The resistance-breaking ability of M. floridensis (peach RKN) on economically important crops (Handoo et al., 2004) suggests this species as an important pathogen in agriculture, but which has so far been reported only in the USA. M. floridensis is of concern in Florida agriculture because of its ability to reproduce on cvs. Nemaguard, Okinawa, Nemared, and Guardian peach rootstocks (Nyczepir et al., 1998; Stanley et al., 2009), which are resistant to both M. javanica and M. incognita (Sharpe et al., 1969; Sherman et al., 1991). A virulent isolate of M. floridensis (MFGnv14) was found recently infecting peach rootstock, cv. Flordaguard (Maquilan et al., 2018; Qiu et al., 2022). Flordaguard rootstock was bred specifically to ensure root-knot disease protection for the Florida peach industry (Sherman et al., 1991). Field infestations of M. floridensis were first noted on tomato (Church, 2007), and later cucumber, eggplant, snap bean, and lilac tasselflower (Emilia sonchifolia) (Brito et al., 2005). In addition to Florida, there have been reports of this nematode severely infecting RKN-resistant peach-almond hybrid rootstock, Hansen 536 and Bright’s Hybrid®5 in California (Westphal et al., 2019), peach rootstock cv. Guardian in South Carolina orchards (Reighard et al., 2019), and tomato in Georgia (Marquez et al., 2020).

Temperature is an important factor affecting nematode development, infection rates, reproduction, survival, and migration (Madulu and Trudgill, 1994; Trudgill and Perry, 1994; Thompson et al., 2015; Leitao et al., 2021). Studies on thermal requirements of RKNs are important because of the poikilothermic nature of these pathogens, whereby temperature has a direct influence on their ecological adaptation (Trudgill et al., 2005). Thermal requirements of RKN species have been reported for M. incognita (Triantaphyllou and Hirschmann, 1960), M. hapla (Trudgill and Perry, 1994), M. javanica and M. arenaria, (Madulu and Trudgill, 1994; Dávila-Negrón and Dickson, 2013), M. hispanica (Maleita et al., 2012), and M. chitwoodi and M. fallax (Khan et al., 2014). However, for both emerging species M. enterolobii and M. floridensis, the temperature required for their development and life cycle completion is unknown. A recent review reports that there has been little research reported on the biology of M. enterolobii (Collett et al., 2021). Therefore, the objectives of the present study were to determine the effects of temperature on the life cycle and temporal variations of progression from infective to reproductive stage and emergence of second generation of J2 of M. enterolobii, concurrently with M. floridensis and compared to M. incognita. Ultimately, this study will provide better insight into the temperature-dependent biology and ecological adaptation of M. enterolobii as well as M. floridensis in regions where M. incognita is also most likely to establish successfully.

Materials and Methods

Nematode culture and second-stage juvenile (J2) inocula

The nematode isolates were reared on tomato cv. BHN 589 in the greenhouse (21 ± 8°C). M. enterolobii, M. floridensis, and M. incognita race 3 identification were confirmed using isozyme phenotypes, DNA analysis, and host differentials, respectively (Dickson et al., 1971; Brito et al., 2008; Smith et al., 2015; Subbotin, 2019). Nematode eggs were extracted from infected roots according to established protocol (Hussey and Barker, 1973) with further modifications (Boneti and Ferraz, 1981). Egg suspension was poured through a wire mesh lined with moist filter paper inside a 140-mm × 25-mm polystyrene petri dish and maintained at room temperature. After 24 hr to 48 hr, second-stage juveniles were collected and used for the experiments.

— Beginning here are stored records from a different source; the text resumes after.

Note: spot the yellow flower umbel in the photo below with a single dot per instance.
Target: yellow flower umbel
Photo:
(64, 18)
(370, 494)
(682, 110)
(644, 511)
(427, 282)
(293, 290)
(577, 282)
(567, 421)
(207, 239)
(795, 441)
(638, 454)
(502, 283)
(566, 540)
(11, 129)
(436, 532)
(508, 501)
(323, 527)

Preparation and maintenance of plant materials

Root penetration and development of the three Meloidogyne spp. were studied on tomato cv. BHN 589 seedlings. Seeds were germinated in a 38-cell seedling tray containing fine-grade vermiculite in a greenhouse (21 ± 8°C). Germinated seedlings were transplanted into 125 ml pots containing autoclaved sand (100%), fertilized weekly with 0.21% (w/v) 24N– 8P–16 K solution, Miracle-Gro (Marysville, OH). Four-to five-leaf-stage seedlings were transplanted to 251-ml polystyrene foam cups filled with autoclaved sand (100% sand). The test units were then placed in each of three growth chambers set at 30°C, 25°C, and 30°C to 25°C and maintained for 1 week before inoculation. During the experimental period, individual plants received 40 ml of water daily or as needed and fertilized biweekly as above.

Growth chamber

Three growth chambers (Percival I-36LL; Percival Scientific, Perry, IA) were each set at 30°C, 25°C, or alternating 30°C to 25°C with a 12-hr light period at 30°C and a 12-hr dark period at 25°C. Lighting was provided by fluorescent lamps (65 μmol ⋅ m−2 ⋅ s−1). Temperature in chambers were recorded with two pendant data loggers (HOBO MX2202; Onset Computer, Bourne, MA) set to record hourly averages from 5-min sampling intervals. Hourly temperatures were averaged from the two data loggers before calculating the degree-days (DD) as described below.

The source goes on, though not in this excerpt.